BGH, 30.06.2010 - 2 StR 588/09 - Bildung einer Gesamtstrafe aus einer aufgrund einer Vorverurteilung bestehenden Gesamtstrafe und später abgeurteilten, zeitlich zwischen den der Vorverurteilung zugrunde liegenden Taten begangenen Taten

Bundesgerichtshof
Beschl. v. 30.06.2010, Az.: 2 StR 588/09
Gericht: BGH
Entscheidungsform: Beschluss
Datum: 30.06.2010
Referenz: JurionRS 2010, 21708
Aktenzeichen: 2 StR 588/09
 

Verfahrensgang:

vorgehend:

LG Gera - 19.06.2009

Rechtsgrundlage:

§ 460 StPO

Verfahrensgegenstand:

Unerlaubtes Handeltreiben mit Betäubungsmitteln in nicht geringer Menge u. a.

Redaktioneller Leitsatz:

Liegen die neu abzuurteilenden Taten zwischen mehreren, nach § 460 StPO auf eine Gesamtstrafe zurückzuführenden Verurteilungen, darf aus den Strafen für die neu abgeurteilten Taten und der Strafe aus der letzten Vorverurteilung keine Gesamtstrafe gebildet werden; denn bereits die erste, mit der neuen nicht gesamtstrafenfähige Vorverurteilung bildet eine Zäsur.

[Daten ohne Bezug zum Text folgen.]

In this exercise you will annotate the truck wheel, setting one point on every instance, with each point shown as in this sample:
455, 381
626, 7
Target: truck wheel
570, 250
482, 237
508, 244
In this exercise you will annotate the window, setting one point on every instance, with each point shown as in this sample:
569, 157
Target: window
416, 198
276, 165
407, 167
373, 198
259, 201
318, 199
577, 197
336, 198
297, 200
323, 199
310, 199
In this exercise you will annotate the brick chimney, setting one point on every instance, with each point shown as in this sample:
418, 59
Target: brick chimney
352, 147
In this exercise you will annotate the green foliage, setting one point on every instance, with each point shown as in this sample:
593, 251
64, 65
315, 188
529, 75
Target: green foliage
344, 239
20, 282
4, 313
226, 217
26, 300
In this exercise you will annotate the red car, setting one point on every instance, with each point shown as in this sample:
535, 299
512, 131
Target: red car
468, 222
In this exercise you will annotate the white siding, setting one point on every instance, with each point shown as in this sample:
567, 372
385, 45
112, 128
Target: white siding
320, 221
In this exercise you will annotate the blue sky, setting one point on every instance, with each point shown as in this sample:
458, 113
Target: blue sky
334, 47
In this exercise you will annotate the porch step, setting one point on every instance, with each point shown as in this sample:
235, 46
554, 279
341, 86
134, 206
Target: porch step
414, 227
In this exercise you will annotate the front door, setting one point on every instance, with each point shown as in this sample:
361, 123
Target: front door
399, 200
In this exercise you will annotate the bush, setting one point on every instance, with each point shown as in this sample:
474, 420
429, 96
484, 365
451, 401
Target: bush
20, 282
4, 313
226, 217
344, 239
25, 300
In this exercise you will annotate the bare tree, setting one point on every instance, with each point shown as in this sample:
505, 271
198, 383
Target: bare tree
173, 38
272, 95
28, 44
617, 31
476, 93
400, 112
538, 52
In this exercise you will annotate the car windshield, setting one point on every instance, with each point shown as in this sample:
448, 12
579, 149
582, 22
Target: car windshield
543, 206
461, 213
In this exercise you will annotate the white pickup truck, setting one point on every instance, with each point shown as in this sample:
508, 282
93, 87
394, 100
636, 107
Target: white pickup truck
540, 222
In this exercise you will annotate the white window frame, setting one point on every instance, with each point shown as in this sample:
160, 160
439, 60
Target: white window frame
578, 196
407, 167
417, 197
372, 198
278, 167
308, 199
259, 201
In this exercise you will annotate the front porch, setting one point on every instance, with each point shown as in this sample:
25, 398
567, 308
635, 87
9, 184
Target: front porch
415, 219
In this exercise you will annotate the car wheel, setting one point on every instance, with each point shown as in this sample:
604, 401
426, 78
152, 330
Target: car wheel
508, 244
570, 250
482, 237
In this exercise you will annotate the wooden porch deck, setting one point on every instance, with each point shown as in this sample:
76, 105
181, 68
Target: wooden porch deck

Der 2. Strafsenat des Bundesgerichtshofs hat
nach Anhörung des Generalbundesanwalts und des Beschwerdeführers
am 30. Juni 2010
gemäß § 349 Abs. 2 und 4, § 354 Abs. 1b Satz 1 StPO
beschlossen:

Tenor:

  1. 1.

    Auf die Revision des Angeklagten K. wird das Urteil des Landgerichts Gera vom 19. Juni 2009, soweit es ihn betrifft, im Ausspruch über die Gesamtstrafe mit der Maßgabe aufgehoben, dass eine nachträgliche gerichtliche Entscheidung über die Gesamtstrafe nach den §§ 460, 462 StPO zu treffen ist.

  2. 2.

    Die weitergehende Revision wird verworfen.

  3. 3.

    Der Beschwerdeführer hat die Kosten des Rechtsmittels zu tragen.